Protectors of the Body
Researchers previously understood that some of these harmful white blood cells were eliminated in the thymus—the site where white blood cells develop.
The latest award recognizes the discovery of T-reg cells—known as the body's "security guards"—which patrol the body to neutralize any immune cells that assault the healthy cells.
We know that this mechanism fails in autoimmune diseases such as juvenile diabetes, multiple sclerosis, and rheumatoid arthritis.
The prize committee added, "These findings have established a new field of investigation and accelerated the development of new therapies, for instance for cancer and immune disorders."
In malignancies, T-regs prevent the body from fighting the tumor, so studies are aimed at lowering their numbers.
In self-attack disorders, experiments are testing boosting regulatory T-cells so the body is no longer under attack. A comparable method could also be useful in reducing the risks of transplanted organ rejection.
Innovative Studies
Professor Shimon Sakaguchi, from a Japanese institution, conducted experiments on rodents that had their immune gland extracted, leading to self-attack conditions.

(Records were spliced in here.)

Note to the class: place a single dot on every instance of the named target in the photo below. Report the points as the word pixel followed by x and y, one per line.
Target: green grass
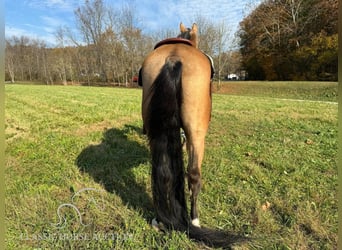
pixel 258 150
pixel 321 91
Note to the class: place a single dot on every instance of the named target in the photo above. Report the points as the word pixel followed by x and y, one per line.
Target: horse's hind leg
pixel 195 148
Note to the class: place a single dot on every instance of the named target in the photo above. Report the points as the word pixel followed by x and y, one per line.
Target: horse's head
pixel 190 34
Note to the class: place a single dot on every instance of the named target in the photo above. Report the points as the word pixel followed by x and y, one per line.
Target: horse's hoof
pixel 195 222
pixel 158 226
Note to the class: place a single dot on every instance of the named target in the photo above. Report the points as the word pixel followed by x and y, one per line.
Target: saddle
pixel 183 41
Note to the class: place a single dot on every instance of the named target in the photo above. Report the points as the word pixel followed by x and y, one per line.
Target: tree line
pixel 291 40
pixel 279 40
pixel 108 48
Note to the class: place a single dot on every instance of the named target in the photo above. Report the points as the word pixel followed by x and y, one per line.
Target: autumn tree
pixel 276 36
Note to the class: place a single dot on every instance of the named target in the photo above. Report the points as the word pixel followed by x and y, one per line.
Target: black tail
pixel 167 158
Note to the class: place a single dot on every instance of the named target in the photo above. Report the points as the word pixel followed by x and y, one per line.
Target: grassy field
pixel 321 91
pixel 78 171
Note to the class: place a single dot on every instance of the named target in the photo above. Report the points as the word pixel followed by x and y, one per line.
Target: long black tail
pixel 167 158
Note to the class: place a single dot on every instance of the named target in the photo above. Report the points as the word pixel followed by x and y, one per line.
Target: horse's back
pixel 196 86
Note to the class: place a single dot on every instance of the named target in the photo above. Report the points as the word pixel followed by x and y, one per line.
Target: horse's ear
pixel 182 27
pixel 194 28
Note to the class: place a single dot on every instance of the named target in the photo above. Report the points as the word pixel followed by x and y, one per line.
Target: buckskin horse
pixel 176 81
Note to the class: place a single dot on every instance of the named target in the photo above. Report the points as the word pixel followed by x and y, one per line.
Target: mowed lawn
pixel 78 171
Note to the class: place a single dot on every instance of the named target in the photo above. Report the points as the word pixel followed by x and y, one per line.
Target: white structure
pixel 232 77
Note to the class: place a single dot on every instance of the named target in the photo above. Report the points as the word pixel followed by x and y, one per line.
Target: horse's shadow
pixel 112 162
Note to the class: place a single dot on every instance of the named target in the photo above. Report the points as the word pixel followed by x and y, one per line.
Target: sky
pixel 41 18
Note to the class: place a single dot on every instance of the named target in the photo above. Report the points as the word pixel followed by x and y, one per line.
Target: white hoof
pixel 158 226
pixel 195 222
pixel 155 224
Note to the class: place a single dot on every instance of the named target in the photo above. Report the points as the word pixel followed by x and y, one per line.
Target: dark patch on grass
pixel 110 163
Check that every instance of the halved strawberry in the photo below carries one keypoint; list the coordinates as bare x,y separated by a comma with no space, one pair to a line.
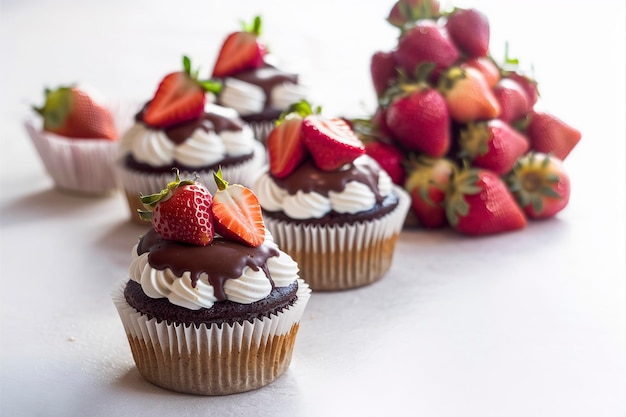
241,51
237,213
181,212
179,98
478,202
73,113
330,141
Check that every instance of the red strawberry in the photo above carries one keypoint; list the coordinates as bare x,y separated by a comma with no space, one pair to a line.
330,141
549,134
467,95
72,112
540,185
405,12
389,157
427,181
383,71
241,51
469,29
487,67
418,119
179,98
479,203
181,212
514,103
528,84
285,146
493,145
425,42
237,213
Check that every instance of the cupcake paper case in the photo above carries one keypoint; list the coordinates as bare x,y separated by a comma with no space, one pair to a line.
81,161
203,139
210,320
341,222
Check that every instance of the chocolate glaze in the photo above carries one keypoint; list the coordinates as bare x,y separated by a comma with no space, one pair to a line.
307,177
181,132
266,77
221,260
221,312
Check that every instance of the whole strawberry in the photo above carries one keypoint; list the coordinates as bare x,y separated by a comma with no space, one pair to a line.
492,145
181,212
425,42
540,185
549,134
179,98
418,118
73,113
241,51
468,96
426,183
478,202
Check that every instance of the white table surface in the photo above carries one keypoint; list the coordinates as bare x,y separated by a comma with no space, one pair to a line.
523,324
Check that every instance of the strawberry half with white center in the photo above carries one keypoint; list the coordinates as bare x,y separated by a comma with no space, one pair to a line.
330,141
181,212
236,213
179,98
73,113
478,202
241,51
540,185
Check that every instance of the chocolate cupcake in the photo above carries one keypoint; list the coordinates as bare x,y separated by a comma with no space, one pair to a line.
212,137
253,85
334,210
210,318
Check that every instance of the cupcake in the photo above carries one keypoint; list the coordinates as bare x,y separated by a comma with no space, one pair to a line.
180,128
327,203
211,306
252,85
76,137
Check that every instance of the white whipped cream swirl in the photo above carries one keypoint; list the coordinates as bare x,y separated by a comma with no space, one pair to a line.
250,287
202,148
354,198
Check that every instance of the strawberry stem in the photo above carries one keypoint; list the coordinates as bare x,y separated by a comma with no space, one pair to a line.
221,183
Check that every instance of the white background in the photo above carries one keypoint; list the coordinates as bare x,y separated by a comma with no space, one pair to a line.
523,324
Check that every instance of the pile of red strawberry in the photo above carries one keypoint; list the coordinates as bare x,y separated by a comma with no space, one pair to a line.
458,130
302,132
185,211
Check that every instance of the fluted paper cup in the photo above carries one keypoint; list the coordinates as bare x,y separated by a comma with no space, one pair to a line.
80,166
212,359
342,256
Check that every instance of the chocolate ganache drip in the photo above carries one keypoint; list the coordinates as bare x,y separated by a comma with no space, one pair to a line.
207,121
221,260
307,178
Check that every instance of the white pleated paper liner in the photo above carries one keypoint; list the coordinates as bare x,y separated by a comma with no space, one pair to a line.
209,360
82,166
136,183
342,256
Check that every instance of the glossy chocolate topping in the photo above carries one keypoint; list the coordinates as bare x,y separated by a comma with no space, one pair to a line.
221,312
307,177
267,78
208,122
221,260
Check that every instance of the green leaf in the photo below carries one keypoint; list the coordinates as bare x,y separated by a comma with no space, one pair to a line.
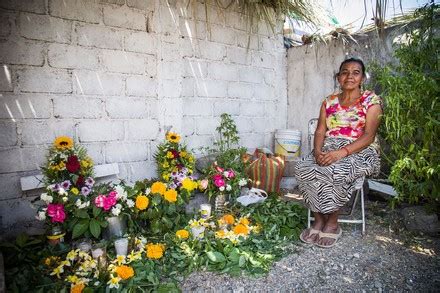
80,228
95,228
216,256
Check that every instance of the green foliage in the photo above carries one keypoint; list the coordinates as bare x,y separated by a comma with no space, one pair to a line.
411,125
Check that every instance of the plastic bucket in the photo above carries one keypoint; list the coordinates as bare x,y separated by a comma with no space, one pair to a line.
288,143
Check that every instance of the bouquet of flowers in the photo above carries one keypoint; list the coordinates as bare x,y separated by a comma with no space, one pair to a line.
174,162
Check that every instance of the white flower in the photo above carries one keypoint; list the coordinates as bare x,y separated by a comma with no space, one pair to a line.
46,198
130,203
242,182
41,216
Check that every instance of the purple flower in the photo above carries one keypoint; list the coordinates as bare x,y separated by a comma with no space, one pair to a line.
85,190
90,182
66,184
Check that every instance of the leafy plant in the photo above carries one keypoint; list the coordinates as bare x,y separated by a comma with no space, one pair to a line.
411,125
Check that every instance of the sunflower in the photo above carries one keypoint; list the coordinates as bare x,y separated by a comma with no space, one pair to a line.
63,143
173,137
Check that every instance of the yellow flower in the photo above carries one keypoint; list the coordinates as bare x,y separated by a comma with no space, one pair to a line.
170,195
228,219
155,251
241,229
77,288
182,234
173,137
125,272
158,187
142,202
63,143
188,184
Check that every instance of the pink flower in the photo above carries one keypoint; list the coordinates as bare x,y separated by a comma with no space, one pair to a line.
219,182
56,212
99,201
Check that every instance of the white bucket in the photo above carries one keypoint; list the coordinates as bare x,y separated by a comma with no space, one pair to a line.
288,143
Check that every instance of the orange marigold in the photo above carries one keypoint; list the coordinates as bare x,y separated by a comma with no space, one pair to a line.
170,195
77,288
142,202
241,229
155,251
228,219
158,187
182,234
124,272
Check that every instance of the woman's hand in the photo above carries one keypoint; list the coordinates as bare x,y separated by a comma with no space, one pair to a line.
329,158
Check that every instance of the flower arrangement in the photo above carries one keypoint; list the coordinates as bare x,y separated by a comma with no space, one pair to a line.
174,162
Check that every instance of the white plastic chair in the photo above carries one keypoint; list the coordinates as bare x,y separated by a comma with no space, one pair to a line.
358,192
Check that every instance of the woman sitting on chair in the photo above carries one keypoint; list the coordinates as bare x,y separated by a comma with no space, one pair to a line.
343,152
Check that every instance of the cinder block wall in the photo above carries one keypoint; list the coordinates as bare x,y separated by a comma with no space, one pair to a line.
115,74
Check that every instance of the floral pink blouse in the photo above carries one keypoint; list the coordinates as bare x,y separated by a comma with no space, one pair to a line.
348,122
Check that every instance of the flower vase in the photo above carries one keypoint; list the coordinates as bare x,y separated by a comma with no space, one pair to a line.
219,203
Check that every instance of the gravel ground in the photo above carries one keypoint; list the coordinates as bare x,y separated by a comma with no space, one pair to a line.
388,258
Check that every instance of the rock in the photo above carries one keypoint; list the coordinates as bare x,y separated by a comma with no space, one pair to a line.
418,220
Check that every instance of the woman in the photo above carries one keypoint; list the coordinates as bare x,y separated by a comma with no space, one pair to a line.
343,152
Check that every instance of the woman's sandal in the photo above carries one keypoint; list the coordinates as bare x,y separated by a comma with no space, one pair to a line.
334,236
311,232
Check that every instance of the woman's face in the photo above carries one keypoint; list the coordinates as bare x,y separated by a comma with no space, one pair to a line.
350,77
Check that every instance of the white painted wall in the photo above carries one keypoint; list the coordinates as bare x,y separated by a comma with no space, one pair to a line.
115,74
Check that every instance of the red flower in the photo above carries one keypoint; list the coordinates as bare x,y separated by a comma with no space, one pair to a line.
72,164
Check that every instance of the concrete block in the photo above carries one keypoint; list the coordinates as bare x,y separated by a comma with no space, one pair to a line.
22,159
261,59
82,10
25,106
22,53
170,88
77,107
212,51
212,88
229,106
99,36
223,71
148,5
8,135
122,107
124,62
5,25
197,107
142,129
141,42
240,90
45,80
250,74
45,28
141,86
45,131
100,130
10,186
125,17
238,55
206,125
6,79
95,151
195,68
66,56
35,6
126,152
222,34
87,82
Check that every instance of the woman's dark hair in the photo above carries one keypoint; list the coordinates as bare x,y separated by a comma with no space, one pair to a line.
353,59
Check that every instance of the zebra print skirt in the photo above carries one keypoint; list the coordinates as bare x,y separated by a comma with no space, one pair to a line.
326,189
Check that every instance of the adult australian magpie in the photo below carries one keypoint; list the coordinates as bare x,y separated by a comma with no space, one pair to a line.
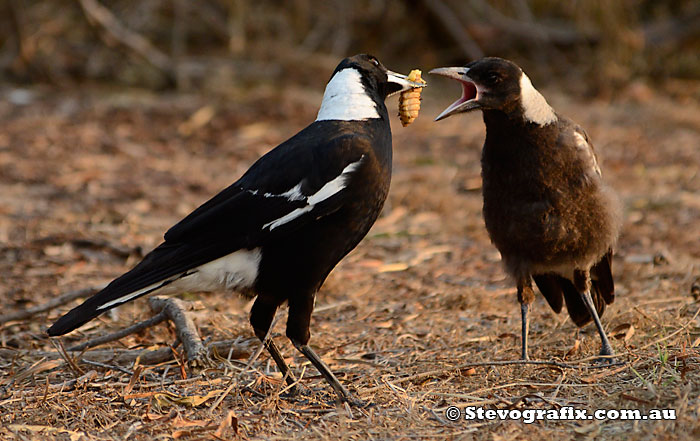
278,231
546,207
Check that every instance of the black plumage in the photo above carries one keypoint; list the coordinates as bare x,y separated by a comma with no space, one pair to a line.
546,207
278,231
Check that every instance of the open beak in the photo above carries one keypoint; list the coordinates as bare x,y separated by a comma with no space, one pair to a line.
470,93
400,83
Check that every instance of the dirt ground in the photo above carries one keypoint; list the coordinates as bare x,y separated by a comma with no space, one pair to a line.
91,179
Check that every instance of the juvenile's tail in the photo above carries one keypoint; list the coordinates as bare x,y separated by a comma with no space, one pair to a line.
555,287
160,267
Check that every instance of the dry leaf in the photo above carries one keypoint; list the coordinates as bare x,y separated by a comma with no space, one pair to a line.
44,430
624,331
467,372
393,267
228,421
199,119
166,399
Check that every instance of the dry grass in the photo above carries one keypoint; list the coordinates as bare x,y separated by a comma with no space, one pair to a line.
400,320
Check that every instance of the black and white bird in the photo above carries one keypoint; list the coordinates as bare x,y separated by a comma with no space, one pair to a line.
278,231
546,207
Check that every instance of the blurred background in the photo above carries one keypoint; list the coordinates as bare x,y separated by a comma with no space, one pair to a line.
597,47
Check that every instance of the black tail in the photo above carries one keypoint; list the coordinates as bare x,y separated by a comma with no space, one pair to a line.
159,268
555,288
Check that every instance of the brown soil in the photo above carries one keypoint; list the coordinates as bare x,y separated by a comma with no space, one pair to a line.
91,180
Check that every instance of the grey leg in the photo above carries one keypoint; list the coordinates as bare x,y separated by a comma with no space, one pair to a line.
582,281
525,296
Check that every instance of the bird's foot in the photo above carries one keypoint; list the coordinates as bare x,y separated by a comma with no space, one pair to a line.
606,356
354,401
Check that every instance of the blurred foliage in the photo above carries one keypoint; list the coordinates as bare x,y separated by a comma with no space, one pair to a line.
210,44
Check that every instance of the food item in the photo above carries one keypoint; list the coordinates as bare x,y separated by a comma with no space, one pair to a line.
409,101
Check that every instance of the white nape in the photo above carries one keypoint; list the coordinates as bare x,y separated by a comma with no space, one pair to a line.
329,189
535,107
346,99
233,271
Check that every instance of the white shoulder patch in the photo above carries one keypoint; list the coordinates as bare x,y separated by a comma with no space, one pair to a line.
345,99
535,107
329,189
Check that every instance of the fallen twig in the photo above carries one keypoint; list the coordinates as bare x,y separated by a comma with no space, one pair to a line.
156,319
97,13
495,363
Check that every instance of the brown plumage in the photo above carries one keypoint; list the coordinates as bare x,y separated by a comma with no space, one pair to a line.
546,207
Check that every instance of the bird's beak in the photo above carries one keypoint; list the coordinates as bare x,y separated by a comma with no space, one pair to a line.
399,83
470,93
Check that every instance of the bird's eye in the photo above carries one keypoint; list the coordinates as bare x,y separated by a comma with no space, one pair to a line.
494,77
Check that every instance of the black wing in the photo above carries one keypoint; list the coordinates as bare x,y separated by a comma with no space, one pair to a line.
284,190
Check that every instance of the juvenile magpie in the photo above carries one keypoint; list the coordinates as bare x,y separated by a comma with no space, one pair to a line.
546,207
278,231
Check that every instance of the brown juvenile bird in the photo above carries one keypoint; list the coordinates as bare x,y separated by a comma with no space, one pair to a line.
546,207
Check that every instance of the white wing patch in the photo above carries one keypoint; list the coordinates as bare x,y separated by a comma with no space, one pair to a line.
293,194
535,107
346,99
329,189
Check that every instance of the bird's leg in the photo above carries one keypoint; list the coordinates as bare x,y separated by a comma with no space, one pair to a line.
525,296
261,316
298,321
582,282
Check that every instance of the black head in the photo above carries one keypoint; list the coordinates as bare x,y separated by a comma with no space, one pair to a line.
358,87
375,76
496,84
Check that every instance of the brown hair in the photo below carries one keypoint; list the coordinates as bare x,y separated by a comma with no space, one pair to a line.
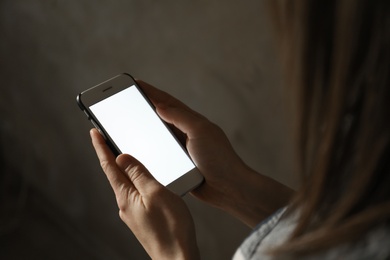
337,57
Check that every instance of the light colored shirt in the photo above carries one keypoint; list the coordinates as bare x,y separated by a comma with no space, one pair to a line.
276,229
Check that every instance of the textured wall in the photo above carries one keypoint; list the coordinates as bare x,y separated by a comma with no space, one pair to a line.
216,56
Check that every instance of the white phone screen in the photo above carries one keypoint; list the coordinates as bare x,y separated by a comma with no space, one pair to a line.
137,130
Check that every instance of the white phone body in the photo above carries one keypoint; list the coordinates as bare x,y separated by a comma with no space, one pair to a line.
129,123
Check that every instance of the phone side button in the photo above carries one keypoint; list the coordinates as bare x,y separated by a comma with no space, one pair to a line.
98,128
85,112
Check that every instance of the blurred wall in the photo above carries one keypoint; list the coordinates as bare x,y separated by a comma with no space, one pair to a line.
216,56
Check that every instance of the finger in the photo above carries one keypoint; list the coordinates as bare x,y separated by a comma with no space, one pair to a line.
137,173
187,121
158,97
107,162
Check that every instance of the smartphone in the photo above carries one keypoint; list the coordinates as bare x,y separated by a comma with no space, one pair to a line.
130,124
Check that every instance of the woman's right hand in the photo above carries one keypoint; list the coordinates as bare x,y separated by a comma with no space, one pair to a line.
229,183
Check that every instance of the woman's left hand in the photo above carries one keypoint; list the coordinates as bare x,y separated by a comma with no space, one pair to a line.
158,218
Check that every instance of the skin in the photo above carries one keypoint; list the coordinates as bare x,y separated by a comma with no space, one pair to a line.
159,218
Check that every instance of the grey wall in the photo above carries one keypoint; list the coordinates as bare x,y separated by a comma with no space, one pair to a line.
216,56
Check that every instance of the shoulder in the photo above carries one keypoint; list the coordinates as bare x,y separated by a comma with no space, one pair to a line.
276,229
253,244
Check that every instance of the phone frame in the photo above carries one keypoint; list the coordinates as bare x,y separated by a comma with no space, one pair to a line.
87,98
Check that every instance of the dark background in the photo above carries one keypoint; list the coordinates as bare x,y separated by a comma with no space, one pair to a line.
216,56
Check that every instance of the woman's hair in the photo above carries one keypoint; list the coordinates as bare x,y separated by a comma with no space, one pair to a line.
337,59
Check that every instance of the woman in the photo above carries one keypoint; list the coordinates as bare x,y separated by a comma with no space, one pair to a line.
337,57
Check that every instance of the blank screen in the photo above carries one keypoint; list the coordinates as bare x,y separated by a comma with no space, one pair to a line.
137,130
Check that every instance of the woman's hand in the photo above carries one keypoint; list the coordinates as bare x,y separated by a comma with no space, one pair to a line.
158,218
229,183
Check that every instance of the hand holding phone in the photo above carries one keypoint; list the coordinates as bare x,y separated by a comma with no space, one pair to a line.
128,121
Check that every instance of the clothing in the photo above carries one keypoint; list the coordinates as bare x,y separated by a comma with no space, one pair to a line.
276,229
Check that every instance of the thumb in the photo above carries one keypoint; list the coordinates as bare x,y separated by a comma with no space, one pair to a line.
137,173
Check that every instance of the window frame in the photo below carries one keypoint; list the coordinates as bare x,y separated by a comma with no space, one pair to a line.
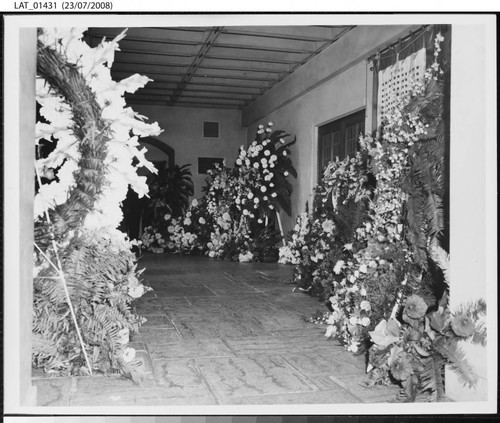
340,126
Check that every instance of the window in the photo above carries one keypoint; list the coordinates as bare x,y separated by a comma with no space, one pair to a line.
210,129
339,139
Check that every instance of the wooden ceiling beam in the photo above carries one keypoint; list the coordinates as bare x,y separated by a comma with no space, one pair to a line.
203,50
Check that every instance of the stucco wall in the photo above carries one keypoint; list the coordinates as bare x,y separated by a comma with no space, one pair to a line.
182,130
331,85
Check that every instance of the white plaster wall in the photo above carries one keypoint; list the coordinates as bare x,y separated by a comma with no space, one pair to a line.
182,130
330,86
301,118
473,188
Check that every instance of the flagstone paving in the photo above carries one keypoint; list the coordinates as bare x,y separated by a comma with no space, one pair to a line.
222,333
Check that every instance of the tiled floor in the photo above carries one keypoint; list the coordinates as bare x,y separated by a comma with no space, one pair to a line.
221,333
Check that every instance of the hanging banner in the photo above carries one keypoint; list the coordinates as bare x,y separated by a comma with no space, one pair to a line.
397,79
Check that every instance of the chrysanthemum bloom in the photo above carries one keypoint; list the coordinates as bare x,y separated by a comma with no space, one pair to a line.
463,325
327,226
415,307
401,367
365,305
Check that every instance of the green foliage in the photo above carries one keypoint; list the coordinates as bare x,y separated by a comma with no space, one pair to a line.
93,135
98,278
169,193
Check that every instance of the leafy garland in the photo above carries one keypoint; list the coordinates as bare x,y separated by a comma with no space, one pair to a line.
85,277
383,269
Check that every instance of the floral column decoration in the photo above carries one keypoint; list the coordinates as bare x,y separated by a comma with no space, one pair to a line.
85,277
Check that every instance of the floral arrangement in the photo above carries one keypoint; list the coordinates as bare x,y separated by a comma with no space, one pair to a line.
377,271
235,218
85,279
152,239
188,234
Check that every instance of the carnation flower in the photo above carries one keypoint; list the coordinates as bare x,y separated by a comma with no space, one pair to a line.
463,325
352,348
338,267
136,291
365,321
327,226
365,305
415,307
401,367
128,355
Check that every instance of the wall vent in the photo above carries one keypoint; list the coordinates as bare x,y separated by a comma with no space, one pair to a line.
211,129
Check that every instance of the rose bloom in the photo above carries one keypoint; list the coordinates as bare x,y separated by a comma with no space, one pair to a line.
401,367
365,305
415,307
463,325
327,226
365,321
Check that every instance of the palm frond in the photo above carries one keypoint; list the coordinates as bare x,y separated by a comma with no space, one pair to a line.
455,358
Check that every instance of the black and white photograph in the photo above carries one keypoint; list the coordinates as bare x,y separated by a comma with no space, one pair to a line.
250,214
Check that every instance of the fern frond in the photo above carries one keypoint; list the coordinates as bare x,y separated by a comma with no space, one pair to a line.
455,357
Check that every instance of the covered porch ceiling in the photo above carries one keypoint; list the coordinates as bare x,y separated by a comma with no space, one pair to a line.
215,67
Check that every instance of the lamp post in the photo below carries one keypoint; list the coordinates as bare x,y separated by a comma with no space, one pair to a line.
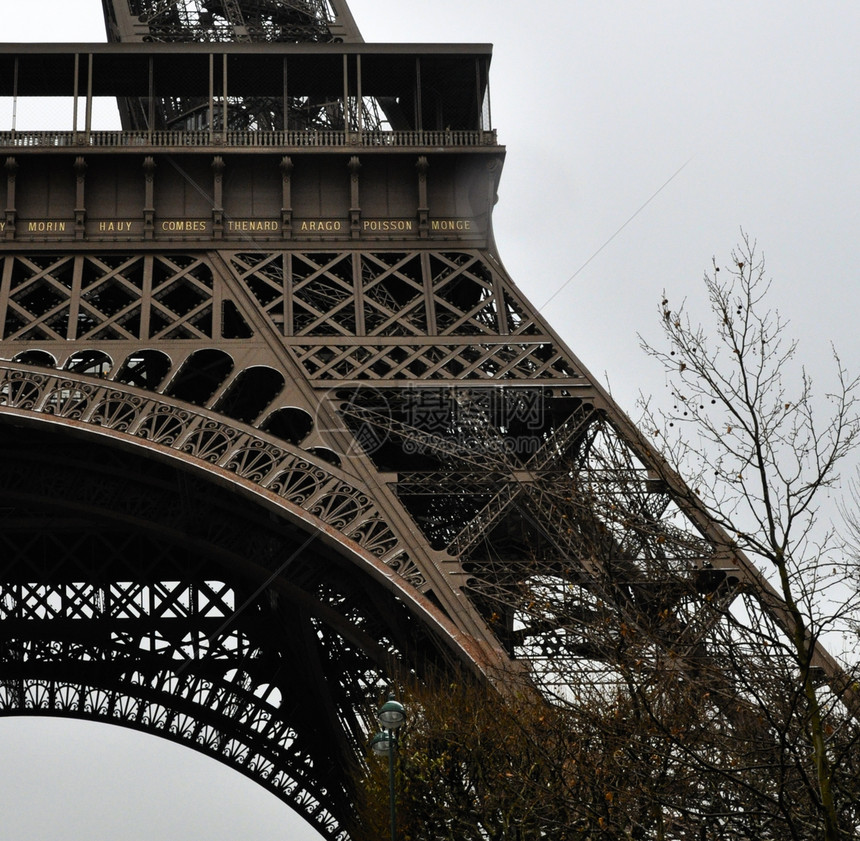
391,715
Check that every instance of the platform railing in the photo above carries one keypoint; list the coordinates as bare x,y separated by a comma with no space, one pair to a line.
247,139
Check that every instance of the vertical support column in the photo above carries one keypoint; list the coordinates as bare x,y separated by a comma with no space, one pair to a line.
80,167
75,299
346,122
7,263
211,96
15,97
286,197
422,166
287,326
8,223
286,114
354,203
224,106
150,116
149,199
88,126
218,193
76,83
419,108
359,103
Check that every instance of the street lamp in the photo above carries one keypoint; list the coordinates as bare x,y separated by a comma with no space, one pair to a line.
391,715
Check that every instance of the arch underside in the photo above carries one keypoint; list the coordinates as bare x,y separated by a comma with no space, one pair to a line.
137,593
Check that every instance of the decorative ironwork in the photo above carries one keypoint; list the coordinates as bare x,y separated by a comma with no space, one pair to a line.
275,417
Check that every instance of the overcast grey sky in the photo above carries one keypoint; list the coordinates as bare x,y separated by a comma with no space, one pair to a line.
599,104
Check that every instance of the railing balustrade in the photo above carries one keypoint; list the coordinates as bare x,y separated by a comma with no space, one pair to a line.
321,138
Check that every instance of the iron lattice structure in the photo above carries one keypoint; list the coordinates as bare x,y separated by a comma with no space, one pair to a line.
275,418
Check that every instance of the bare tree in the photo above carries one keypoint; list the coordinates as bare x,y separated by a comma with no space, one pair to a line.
764,450
672,691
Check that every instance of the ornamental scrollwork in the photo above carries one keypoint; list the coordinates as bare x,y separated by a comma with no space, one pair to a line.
286,471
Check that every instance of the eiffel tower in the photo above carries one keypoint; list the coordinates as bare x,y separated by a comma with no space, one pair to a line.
273,416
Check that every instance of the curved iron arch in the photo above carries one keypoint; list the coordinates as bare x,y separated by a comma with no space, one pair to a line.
88,470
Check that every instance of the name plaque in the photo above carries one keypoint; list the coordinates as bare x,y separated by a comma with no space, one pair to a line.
184,227
114,228
320,226
454,226
252,226
43,227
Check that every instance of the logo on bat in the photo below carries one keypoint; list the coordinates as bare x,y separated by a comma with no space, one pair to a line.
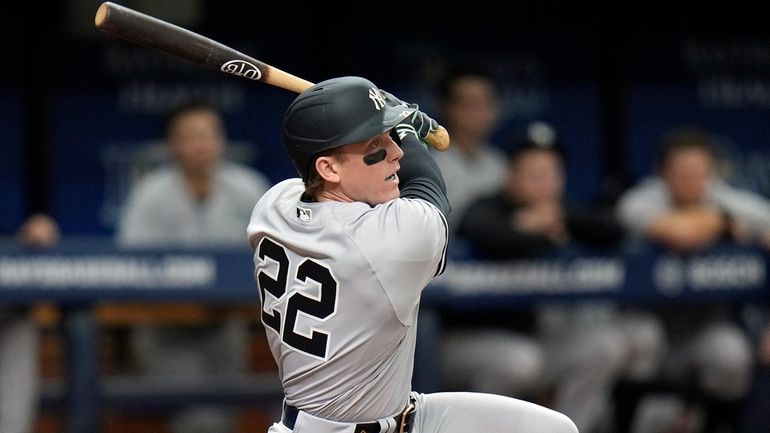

He showed that introducing immune cells from healthy mice could prevent the illness—implying there was a mechanism for blocking defenders from harming the body.
Mary Brunkow, from the Institute for Systems Biology in a US city, and Fred Ramsdell, now at Sonoma Biotherapeutics in San Francisco, were studying an genetic autoimmune disease in mice and people that led to the discovery of a genetic factor critical for how T-regs operate.
"The pioneering research has uncovered how the body's defenses is kept in check by regulatory T cells, preventing it from accidentally attacking the body's own tissues," commented a prominent physiology specialist.
"This work is a striking example of how basic physiological study can have broad consequences for public health."